Al-Ahdal's sister had recently been married off at age 14, with al-Ahdal soon to be engaged at 12 to be married in the "near future". In the video, al-Ahdal started off by saying "It's true that I ran away from my family. I can't live with them anymore. Enough. I want to go live with my uncle. What about the innocence of childhood? What have the children done wrong? Why do you marry them off like that?" She continued, saying that she would rather die than be married off, citing lost educational opportunities, suicide among young brides and early death. She also talked about her aunt who was married off at age 14, who endured abuse by her much older husband before finally dousing herself in gasoline and setting herself on fire.

Al-Ahdal ran away from home to escape the marriage and was quickly taken in by her uncle, a montage and graphics technician at a TV station.

==Controversy==
Many Middle East media outlets have decried al-Ahdal's claims as fabricated or a deception of Yemeni and Islamic custom. The Yemen Post has accused her of trying to ruin Yemeni and Islamic customs. The Arab magazine The Majalla claims that because of her uncle's media connections, he tried to exploit al-Ahdal by "turn[ing] the young school girl into Yemen’s new Nujood [Ali]" so that they will be able to abolish child marriage in Yemen. Al-Ahdal's parents stated that her claims were fabrications and that the video was scripted by her uncle. However, contrary to what her parents stated, Nada Al-Ahdal said they threatened to honor kill her if she refused the first marriage pact.

==Impact==
Al-Ahdal's claims have raised the discussion of child marriage in international media. Articles from across the globe are often citing the Human Rights Watch's research, which states that Yemen has no minimum age for marriage, and that about half of all women married in Yemen are married off as children. In an article about al-Ahdal, the International Political Forum stated "Some statistics can help put her story in context: According to the United Nations, one out of nine girls in developing countries will be married by age 15, and an estimated 14.2 million girls a year will probably become child brides in the next decade."

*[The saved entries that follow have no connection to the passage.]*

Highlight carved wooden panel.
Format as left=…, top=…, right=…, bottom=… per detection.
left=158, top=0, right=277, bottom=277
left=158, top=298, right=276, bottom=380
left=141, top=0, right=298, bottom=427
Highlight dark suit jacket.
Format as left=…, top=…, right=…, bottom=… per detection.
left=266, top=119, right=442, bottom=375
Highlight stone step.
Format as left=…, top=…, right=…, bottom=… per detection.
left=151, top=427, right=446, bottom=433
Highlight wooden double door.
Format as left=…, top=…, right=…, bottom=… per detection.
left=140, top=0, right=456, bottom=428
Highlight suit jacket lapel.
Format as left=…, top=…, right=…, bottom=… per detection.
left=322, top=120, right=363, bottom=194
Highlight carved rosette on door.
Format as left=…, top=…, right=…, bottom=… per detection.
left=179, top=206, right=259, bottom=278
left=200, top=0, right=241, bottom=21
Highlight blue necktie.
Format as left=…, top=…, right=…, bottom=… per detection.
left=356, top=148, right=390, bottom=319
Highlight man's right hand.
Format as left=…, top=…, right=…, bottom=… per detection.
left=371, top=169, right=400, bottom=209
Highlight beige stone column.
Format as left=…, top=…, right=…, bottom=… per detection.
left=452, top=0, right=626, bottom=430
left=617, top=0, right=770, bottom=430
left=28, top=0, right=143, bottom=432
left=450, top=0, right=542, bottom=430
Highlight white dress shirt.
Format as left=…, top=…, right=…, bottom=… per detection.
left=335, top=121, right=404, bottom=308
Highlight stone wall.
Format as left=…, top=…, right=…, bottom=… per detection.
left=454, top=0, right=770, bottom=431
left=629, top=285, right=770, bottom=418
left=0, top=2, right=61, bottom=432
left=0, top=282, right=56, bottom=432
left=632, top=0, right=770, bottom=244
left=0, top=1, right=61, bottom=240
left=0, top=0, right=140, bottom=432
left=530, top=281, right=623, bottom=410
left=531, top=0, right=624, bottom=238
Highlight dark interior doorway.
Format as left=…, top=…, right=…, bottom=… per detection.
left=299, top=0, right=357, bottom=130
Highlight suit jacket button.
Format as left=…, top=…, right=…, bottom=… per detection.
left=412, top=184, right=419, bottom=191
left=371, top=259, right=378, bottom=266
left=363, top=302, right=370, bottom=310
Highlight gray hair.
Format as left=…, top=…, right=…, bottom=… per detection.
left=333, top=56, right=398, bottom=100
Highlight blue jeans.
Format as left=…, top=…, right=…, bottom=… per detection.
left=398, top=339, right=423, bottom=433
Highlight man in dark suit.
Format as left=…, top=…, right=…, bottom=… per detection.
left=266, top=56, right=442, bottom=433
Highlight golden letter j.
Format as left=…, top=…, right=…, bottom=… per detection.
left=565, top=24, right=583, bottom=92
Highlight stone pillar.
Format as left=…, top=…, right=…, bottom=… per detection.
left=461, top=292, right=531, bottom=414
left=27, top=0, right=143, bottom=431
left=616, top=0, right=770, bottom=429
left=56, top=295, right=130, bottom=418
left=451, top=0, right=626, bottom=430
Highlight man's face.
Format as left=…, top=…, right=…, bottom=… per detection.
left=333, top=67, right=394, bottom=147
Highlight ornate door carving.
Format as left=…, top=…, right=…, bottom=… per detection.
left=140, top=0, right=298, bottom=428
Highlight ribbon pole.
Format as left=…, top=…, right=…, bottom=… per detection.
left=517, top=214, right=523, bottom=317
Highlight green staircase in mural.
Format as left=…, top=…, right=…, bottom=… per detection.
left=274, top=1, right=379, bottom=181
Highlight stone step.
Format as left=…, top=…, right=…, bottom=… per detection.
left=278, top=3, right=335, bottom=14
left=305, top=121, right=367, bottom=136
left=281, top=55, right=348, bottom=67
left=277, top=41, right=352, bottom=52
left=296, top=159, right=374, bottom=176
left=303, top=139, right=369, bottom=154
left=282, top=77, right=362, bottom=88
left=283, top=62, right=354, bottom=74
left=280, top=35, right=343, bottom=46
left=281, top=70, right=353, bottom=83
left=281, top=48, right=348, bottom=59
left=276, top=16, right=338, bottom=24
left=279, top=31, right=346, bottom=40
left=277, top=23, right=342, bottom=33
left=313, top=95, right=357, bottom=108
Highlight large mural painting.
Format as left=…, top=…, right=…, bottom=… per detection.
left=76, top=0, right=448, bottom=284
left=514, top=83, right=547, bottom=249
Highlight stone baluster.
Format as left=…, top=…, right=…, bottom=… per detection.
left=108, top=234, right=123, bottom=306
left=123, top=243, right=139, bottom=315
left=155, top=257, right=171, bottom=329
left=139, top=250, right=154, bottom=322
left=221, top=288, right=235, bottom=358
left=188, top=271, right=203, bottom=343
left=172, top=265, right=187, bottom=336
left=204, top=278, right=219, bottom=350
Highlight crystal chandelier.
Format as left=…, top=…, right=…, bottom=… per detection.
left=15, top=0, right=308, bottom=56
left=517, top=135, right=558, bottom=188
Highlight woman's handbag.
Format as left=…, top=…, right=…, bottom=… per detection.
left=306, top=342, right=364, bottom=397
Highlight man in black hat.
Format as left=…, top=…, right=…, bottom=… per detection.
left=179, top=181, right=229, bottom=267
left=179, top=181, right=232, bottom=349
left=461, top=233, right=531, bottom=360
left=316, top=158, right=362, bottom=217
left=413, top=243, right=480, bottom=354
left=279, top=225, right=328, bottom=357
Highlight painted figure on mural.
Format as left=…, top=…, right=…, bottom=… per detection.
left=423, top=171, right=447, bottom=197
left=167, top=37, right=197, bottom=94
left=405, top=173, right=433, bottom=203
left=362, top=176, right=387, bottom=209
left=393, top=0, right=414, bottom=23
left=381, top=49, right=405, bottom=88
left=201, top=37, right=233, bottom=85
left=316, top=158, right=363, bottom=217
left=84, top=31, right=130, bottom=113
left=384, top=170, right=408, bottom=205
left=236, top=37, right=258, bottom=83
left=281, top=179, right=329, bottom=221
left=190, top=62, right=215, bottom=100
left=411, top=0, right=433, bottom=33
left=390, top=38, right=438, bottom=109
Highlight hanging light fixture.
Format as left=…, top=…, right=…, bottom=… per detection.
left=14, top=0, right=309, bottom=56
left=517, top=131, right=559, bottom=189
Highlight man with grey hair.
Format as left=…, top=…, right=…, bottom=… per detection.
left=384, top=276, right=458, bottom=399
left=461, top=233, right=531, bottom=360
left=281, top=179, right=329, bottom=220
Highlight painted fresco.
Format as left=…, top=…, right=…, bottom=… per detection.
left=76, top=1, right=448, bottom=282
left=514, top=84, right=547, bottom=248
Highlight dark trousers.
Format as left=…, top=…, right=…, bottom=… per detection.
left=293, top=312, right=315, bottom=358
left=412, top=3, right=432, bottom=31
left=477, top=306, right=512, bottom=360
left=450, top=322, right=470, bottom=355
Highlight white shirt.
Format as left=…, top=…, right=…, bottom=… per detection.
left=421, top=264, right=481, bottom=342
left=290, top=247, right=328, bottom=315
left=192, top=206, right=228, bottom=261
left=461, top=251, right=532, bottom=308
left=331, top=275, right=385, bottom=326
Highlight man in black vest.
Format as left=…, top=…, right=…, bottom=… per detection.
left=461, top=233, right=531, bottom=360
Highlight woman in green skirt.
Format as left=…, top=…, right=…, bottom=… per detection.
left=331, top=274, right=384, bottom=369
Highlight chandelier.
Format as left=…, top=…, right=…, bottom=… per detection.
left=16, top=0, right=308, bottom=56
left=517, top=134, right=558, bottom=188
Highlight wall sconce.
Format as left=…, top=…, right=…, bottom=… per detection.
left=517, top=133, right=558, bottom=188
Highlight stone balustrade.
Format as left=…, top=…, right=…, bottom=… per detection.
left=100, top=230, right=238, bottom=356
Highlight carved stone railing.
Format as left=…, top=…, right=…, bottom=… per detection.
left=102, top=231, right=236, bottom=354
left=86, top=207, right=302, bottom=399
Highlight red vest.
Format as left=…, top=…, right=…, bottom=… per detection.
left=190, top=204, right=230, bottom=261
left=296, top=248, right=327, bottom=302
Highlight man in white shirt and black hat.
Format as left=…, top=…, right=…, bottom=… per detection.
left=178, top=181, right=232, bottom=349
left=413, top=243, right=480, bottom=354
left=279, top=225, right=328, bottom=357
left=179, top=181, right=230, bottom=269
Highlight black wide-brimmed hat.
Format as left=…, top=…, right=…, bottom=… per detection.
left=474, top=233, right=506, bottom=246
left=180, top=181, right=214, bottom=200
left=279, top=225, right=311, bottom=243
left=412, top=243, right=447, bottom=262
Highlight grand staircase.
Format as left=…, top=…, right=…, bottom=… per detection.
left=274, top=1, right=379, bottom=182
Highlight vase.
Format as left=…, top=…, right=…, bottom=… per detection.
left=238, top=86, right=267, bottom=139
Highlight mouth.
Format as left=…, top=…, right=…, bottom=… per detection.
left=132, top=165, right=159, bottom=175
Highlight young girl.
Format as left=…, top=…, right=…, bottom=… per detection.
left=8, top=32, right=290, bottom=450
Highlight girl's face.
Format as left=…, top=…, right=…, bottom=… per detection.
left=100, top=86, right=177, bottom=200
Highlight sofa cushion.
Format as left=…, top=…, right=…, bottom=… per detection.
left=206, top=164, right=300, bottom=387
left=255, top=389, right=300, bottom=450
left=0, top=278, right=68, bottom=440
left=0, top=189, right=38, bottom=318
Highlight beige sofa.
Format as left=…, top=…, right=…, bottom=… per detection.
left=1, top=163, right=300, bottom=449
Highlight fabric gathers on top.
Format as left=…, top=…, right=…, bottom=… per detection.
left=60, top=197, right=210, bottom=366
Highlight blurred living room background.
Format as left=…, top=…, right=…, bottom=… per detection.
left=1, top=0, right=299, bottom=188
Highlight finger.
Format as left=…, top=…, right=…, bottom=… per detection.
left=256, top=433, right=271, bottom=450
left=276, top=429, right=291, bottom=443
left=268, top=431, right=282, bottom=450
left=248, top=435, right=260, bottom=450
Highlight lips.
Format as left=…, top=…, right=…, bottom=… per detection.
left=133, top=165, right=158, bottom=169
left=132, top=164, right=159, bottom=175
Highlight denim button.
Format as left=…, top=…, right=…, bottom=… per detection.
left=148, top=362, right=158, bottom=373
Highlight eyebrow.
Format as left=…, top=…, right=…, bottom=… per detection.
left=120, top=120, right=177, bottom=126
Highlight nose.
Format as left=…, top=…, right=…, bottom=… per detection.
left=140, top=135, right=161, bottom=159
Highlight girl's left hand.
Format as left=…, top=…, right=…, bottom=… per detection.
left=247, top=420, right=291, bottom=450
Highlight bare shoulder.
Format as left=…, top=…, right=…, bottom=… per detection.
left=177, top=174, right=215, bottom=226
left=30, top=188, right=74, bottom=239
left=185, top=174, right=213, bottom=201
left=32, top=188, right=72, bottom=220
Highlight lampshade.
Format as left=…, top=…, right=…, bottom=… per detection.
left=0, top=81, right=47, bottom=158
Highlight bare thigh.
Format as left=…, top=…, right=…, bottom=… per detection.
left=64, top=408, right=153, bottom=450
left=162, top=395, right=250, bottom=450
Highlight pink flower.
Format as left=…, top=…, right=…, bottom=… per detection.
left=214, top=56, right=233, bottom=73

Al-Ahdal and the child marriage pacts have been covered in CNN, The Huffington Post, the BBC and many other media outlets. Reports of the incident by global media brought attention to the issue of child marriage.

==Works==
On December 3, 2015 The Story of the Girl Who Stood Up for Against Child Marriage was published by the Michel Lafon Company in French, co-written by al-Ahdal and Yemeni director Khadija al-Salami. The first version is in French, titled La rosée du matin. Another version in Polish is titled Jedenastoletnia zona.

Al-Ahdal took part in the movie I Am Nojoom, Age 10 and Divorced.

MBC 1 has produced a detailed investigative press of her story.